3.《ネタバレ》 テレビシリーズはまったくの未見。作品に対する基本的な知識ゼロの状態で見たので、何が言いたいのか、何がメインで見せたいのか、それ以前に誰が主人公かすらも分からない、ただの「不条理群像劇」としか思えなかった。個人的には笑いのセンスもまるで噛み合わないまま。
氣志團が出ている地点で、だいたいこの作品の嗜好性は理解できる。誤解を恐れずに言えば、何の「理念」も「矜持」も持たないままに、サブカルのエッセンスのみをあっさり取り入れてしまえる氣志團のような無節操な現代人的感覚は、そのまま今作の製作姿勢や方向性と見事なまでにシンクロしている(そういう意味では、これ以上無い人選なのかも知れないが…)。
そういう分析は置いておくとして、まともに人情(友情)ドラマをやるにはちょっと小恥ずかしいので、言い訳も兼ねて、こういうコメディ形式を取っているとも思われるけど、この手の作品に共通しているのは、やってる事が「中途半端」ってこと。コメディが嫌いな訳じゃなく、要するに、どっちつかずな「ヌルい作り」が個人的に嫌いなだけ。登場人物も無駄に多く、全体的に視点があちこちブレるので余計にドラマとしても中途半端な印象を受ける。

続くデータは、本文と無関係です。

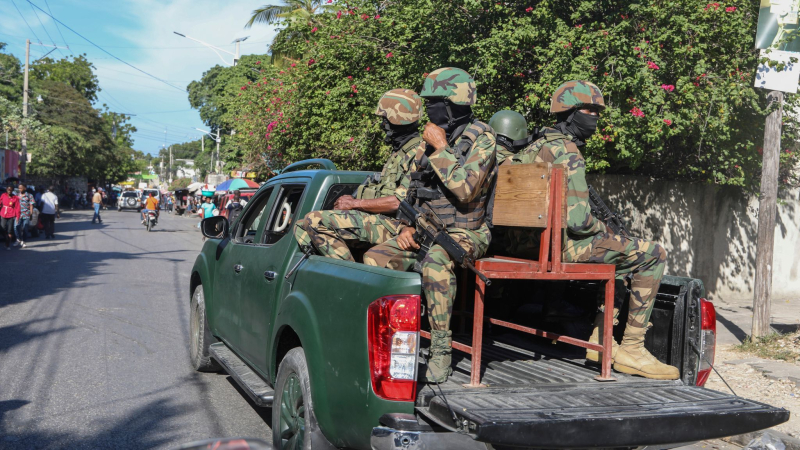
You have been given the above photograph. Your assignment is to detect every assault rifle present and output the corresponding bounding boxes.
[398,200,492,286]
[587,185,629,237]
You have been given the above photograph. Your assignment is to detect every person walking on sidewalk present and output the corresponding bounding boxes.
[1,185,20,250]
[40,186,59,239]
[15,184,35,248]
[92,189,103,224]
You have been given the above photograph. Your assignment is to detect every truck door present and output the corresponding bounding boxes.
[212,187,276,356]
[237,182,308,372]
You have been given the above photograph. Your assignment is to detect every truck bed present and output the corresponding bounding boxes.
[415,333,788,448]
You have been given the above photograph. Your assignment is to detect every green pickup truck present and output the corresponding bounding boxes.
[189,159,789,450]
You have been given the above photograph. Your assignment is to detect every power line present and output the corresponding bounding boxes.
[10,0,42,44]
[43,0,70,53]
[26,0,186,93]
[31,3,57,50]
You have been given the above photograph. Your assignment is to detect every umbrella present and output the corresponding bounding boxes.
[215,178,259,192]
[187,182,204,193]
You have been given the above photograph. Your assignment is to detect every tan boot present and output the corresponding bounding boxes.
[586,310,619,363]
[424,330,453,383]
[613,325,679,380]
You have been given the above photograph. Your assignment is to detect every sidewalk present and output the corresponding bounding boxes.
[712,296,800,346]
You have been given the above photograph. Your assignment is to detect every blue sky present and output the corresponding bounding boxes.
[0,0,278,155]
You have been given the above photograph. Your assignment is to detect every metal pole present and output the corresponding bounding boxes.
[21,39,30,180]
[752,91,783,337]
[169,145,173,184]
[234,41,240,66]
[216,130,221,174]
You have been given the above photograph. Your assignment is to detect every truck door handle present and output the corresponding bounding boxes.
[234,264,244,273]
[264,271,278,281]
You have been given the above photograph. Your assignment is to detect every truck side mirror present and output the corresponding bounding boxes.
[201,216,229,239]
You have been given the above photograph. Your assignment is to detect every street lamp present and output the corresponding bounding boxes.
[173,32,249,66]
[196,127,222,174]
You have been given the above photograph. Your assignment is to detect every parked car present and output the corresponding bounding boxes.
[117,191,141,212]
[141,188,161,204]
[189,159,789,450]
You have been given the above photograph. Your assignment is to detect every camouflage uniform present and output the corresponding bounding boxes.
[510,129,666,329]
[364,68,497,382]
[293,89,423,257]
[509,80,677,379]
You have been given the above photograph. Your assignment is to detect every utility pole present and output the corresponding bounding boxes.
[21,39,30,180]
[216,130,221,174]
[752,90,782,338]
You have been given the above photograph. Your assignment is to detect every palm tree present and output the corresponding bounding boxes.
[245,0,335,66]
[244,0,330,29]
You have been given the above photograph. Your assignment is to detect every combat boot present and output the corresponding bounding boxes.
[613,325,679,380]
[586,309,619,363]
[424,330,453,383]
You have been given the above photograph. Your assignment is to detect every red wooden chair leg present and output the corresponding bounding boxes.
[468,275,487,387]
[596,277,617,381]
[459,268,468,333]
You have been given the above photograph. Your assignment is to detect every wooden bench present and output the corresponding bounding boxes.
[421,164,617,386]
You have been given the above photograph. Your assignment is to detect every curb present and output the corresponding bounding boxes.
[723,430,800,450]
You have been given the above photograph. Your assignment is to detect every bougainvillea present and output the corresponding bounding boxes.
[214,0,799,188]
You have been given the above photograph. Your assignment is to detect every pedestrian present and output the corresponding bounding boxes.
[226,190,245,224]
[40,186,59,239]
[92,188,103,224]
[1,185,20,250]
[15,184,36,248]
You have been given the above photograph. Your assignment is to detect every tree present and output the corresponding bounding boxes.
[245,0,335,65]
[0,43,23,103]
[31,54,100,102]
[216,0,799,188]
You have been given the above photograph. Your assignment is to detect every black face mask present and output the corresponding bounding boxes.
[382,118,419,149]
[425,99,473,141]
[497,134,534,154]
[557,110,599,145]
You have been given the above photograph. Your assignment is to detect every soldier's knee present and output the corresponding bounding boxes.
[304,211,322,228]
[363,252,378,266]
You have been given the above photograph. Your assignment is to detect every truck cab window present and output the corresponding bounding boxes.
[264,184,306,245]
[233,187,274,244]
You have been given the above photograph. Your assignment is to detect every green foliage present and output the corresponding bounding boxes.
[192,0,798,188]
[31,54,100,102]
[169,177,192,190]
[0,43,23,103]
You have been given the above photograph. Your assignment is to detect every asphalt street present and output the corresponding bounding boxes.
[0,208,272,449]
[0,207,755,450]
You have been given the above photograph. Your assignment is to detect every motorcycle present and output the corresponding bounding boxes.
[143,210,158,232]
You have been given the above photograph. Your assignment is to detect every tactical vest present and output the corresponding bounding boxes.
[410,121,496,231]
[356,137,422,200]
[512,130,573,165]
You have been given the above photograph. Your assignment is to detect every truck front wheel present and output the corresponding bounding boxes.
[190,285,220,372]
[273,347,321,450]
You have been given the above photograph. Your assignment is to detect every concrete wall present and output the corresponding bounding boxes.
[586,174,800,302]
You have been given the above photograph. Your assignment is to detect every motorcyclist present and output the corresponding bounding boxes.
[141,192,160,224]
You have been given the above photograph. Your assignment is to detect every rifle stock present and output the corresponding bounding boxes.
[587,185,629,237]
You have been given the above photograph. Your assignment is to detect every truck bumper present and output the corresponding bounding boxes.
[370,427,487,450]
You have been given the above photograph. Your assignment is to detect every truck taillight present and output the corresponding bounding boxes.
[696,298,716,387]
[367,295,420,402]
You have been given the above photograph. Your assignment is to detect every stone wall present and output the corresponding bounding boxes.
[587,175,800,302]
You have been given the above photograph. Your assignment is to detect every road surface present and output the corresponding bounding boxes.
[0,209,271,449]
[0,208,748,450]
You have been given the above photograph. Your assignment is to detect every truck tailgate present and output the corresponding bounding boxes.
[417,382,788,448]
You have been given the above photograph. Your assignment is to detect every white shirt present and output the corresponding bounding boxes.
[41,192,59,214]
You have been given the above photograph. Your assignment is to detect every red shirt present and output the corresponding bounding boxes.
[0,193,20,219]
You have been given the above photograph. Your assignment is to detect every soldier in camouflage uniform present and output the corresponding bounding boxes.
[509,80,678,380]
[293,89,424,260]
[363,68,497,383]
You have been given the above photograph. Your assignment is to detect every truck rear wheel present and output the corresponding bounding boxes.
[273,347,321,450]
[190,285,220,372]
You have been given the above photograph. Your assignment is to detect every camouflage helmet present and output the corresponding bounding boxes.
[419,67,477,106]
[488,110,528,141]
[550,80,606,113]
[375,89,423,125]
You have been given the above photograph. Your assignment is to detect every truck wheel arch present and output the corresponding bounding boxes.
[273,325,302,381]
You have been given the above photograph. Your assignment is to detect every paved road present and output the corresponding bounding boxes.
[0,208,752,450]
[0,209,272,449]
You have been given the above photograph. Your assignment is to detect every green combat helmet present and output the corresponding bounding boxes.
[550,80,606,113]
[375,89,423,125]
[489,110,528,142]
[420,67,476,105]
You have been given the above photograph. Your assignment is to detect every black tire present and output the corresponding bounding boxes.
[146,218,152,232]
[190,285,220,372]
[273,347,322,450]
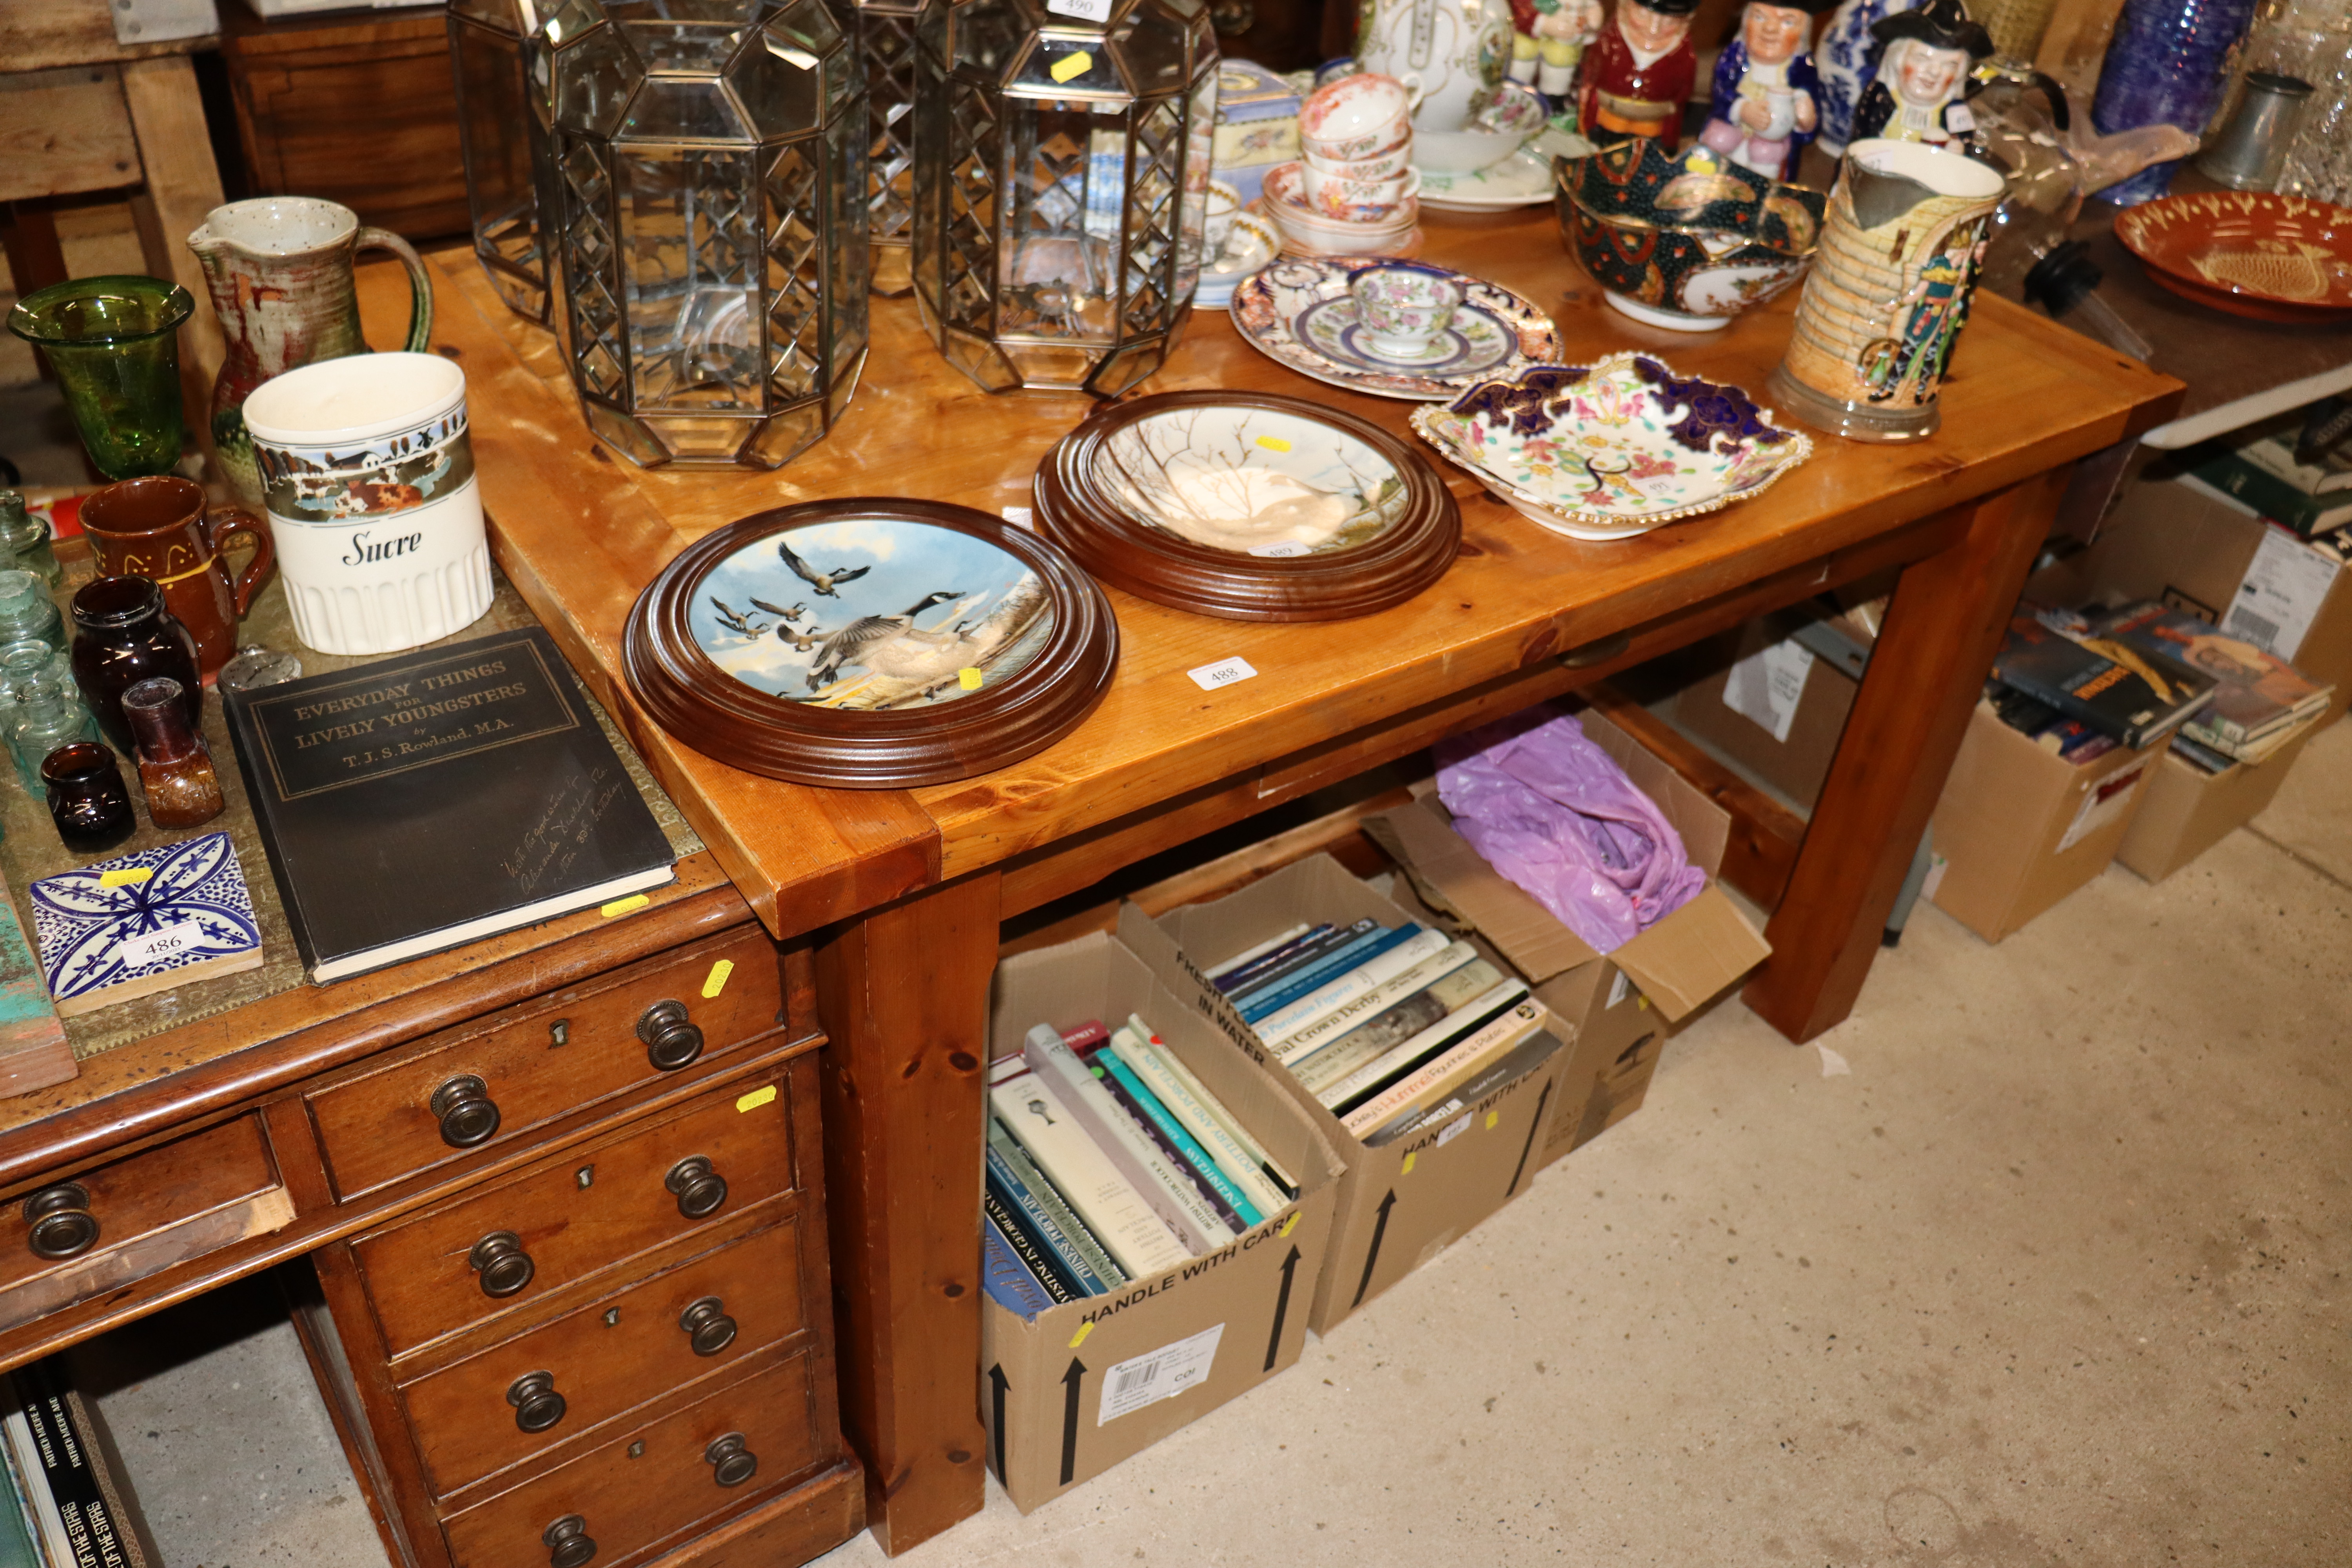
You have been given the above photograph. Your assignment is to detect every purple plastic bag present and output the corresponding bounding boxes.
[1435,707,1707,955]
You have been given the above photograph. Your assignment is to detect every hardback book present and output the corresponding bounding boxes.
[982,1214,1061,1318]
[1081,1054,1248,1235]
[0,1408,42,1568]
[29,833,263,1017]
[1339,996,1548,1138]
[223,627,676,984]
[1992,612,2214,749]
[987,1062,1189,1276]
[986,1119,1126,1289]
[1291,958,1505,1098]
[2186,429,2352,539]
[1093,1027,1263,1229]
[2169,732,2238,774]
[1268,939,1479,1063]
[1234,923,1419,1021]
[1316,979,1535,1112]
[1250,926,1454,1043]
[1023,1024,1233,1255]
[985,1140,1113,1295]
[1212,921,1343,993]
[1220,921,1374,1000]
[982,1190,1080,1303]
[1367,1029,1566,1147]
[1105,1018,1293,1213]
[9,1362,154,1568]
[2092,601,2333,756]
[0,1388,61,1568]
[1202,923,1310,981]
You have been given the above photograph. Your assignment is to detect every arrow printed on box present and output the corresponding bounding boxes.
[987,1363,1009,1484]
[1506,1080,1551,1196]
[1264,1245,1301,1371]
[1352,1190,1398,1309]
[1059,1357,1087,1485]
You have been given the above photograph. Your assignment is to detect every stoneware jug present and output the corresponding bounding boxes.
[1768,137,2005,441]
[187,196,433,506]
[1358,0,1515,136]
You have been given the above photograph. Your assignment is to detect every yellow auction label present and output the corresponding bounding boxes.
[1278,1212,1298,1237]
[1485,1110,1500,1130]
[735,1084,778,1113]
[1050,49,1092,82]
[1401,1151,1417,1175]
[1067,1321,1094,1348]
[702,958,734,998]
[1254,435,1292,452]
[98,868,153,887]
[959,667,984,691]
[601,893,651,918]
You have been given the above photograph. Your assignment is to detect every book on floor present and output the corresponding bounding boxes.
[223,626,676,984]
[28,833,263,1017]
[1992,612,2215,749]
[6,1361,154,1568]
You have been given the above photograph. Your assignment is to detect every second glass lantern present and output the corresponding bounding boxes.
[910,0,1219,396]
[551,0,871,467]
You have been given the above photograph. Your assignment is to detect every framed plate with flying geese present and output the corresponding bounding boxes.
[1033,391,1461,622]
[624,498,1118,788]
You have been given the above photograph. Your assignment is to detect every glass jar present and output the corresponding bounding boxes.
[120,677,223,827]
[0,493,61,589]
[40,742,135,854]
[69,575,201,755]
[8,678,101,794]
[0,570,65,664]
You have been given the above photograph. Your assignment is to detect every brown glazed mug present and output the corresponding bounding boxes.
[78,475,274,680]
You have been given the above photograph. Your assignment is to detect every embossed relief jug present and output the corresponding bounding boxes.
[1358,0,1515,134]
[187,196,434,505]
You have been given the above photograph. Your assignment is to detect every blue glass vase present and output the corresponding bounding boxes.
[2092,0,2260,203]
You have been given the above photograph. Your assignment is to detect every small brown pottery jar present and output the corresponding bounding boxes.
[40,742,136,853]
[122,677,224,827]
[71,575,201,754]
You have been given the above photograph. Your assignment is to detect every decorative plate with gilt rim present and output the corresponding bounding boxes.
[624,498,1117,788]
[1230,256,1560,400]
[1034,390,1461,621]
[2114,191,2352,323]
[1409,352,1813,542]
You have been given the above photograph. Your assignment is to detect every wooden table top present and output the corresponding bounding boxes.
[386,206,2182,945]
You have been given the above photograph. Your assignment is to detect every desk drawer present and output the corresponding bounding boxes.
[353,1067,799,1358]
[307,927,782,1202]
[397,1216,808,1498]
[0,1115,291,1333]
[439,1348,823,1568]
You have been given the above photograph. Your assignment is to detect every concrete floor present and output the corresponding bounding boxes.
[73,724,2352,1567]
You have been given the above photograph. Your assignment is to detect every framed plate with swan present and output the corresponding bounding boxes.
[624,499,1118,787]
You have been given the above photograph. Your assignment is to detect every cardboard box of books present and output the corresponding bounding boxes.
[1360,707,1769,1173]
[1924,700,2160,942]
[1122,859,1570,1337]
[2117,715,2321,883]
[983,932,1343,1514]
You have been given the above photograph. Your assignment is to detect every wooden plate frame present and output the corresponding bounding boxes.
[623,498,1118,788]
[1033,390,1462,622]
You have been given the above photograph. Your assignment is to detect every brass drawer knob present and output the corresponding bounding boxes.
[637,1000,705,1072]
[470,1231,536,1298]
[507,1370,567,1433]
[430,1075,501,1149]
[678,1296,737,1357]
[542,1514,596,1568]
[704,1432,757,1488]
[664,1156,728,1220]
[23,1183,98,1261]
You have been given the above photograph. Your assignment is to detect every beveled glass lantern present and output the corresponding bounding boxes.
[550,0,871,468]
[447,0,601,325]
[910,0,1220,396]
[848,0,933,296]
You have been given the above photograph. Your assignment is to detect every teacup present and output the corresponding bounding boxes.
[1303,142,1414,180]
[1348,261,1463,360]
[1300,163,1422,222]
[1299,72,1423,163]
[1204,180,1241,259]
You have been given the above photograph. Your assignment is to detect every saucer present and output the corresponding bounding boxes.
[1292,296,1515,378]
[1193,212,1281,310]
[1230,256,1558,401]
[1415,148,1555,212]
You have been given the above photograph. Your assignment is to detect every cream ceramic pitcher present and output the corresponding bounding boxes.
[1357,0,1515,135]
[187,196,433,505]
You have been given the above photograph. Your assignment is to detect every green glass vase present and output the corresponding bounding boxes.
[5,275,194,480]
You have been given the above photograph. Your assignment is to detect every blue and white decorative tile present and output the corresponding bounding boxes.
[31,831,263,1015]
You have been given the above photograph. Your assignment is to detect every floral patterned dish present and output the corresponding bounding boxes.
[1416,148,1555,212]
[1408,352,1813,540]
[1232,256,1559,400]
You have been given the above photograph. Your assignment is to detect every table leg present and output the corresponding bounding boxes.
[1742,469,2068,1043]
[814,871,1000,1555]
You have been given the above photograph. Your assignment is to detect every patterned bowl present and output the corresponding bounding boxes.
[1408,352,1813,539]
[1555,138,1827,332]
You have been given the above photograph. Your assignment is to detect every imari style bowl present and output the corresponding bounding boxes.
[1408,352,1814,541]
[1557,138,1828,332]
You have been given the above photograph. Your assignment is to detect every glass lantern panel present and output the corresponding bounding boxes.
[1173,63,1214,304]
[1091,335,1167,397]
[556,24,641,136]
[993,104,1127,352]
[953,1,1033,78]
[823,38,855,107]
[1009,38,1127,94]
[745,403,828,466]
[1111,3,1191,92]
[584,401,675,464]
[941,76,1002,332]
[864,9,922,244]
[1122,96,1183,336]
[609,0,759,71]
[828,109,873,356]
[772,0,845,58]
[762,140,826,401]
[539,0,606,47]
[453,26,546,293]
[561,141,632,397]
[614,147,766,414]
[731,29,825,135]
[646,415,756,460]
[620,77,754,139]
[450,0,525,31]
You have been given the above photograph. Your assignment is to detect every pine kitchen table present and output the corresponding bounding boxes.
[370,208,2180,1554]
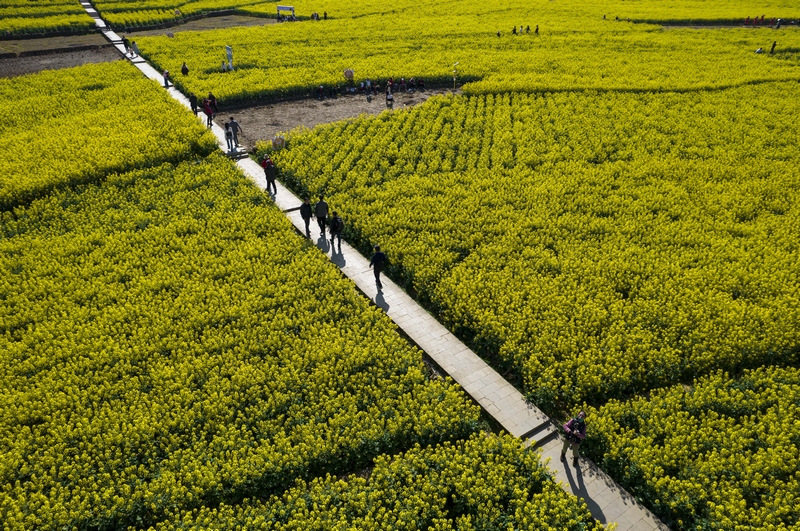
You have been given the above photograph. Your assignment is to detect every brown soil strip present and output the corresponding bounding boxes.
[119,14,276,37]
[223,88,457,151]
[0,48,123,78]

なんでもっとバカ映画ならバカ映画として徹底できないのかなあ。例えばラスト間際で怪獣ゴミンゴが出てくるのも、あそこまで無茶な展開をやっといて、結局、戦闘に突入することも無く、ただオカリナ吹いて終わりって…。怪獣映画のパロディだとしたら露骨すぎるし、盛り上げるべきラストでそれをやってしまうのはあまりにもセンスが無い。
それこそウッチャンが巨大化して、いつものジャッキー・チェンやブルース・リーのモノマネで戦うとか、もっと無茶苦茶やらないと。
まあ、そこがまさに「理念無きコメディ」ゆえなのだが、なんか煮え切らないなあ。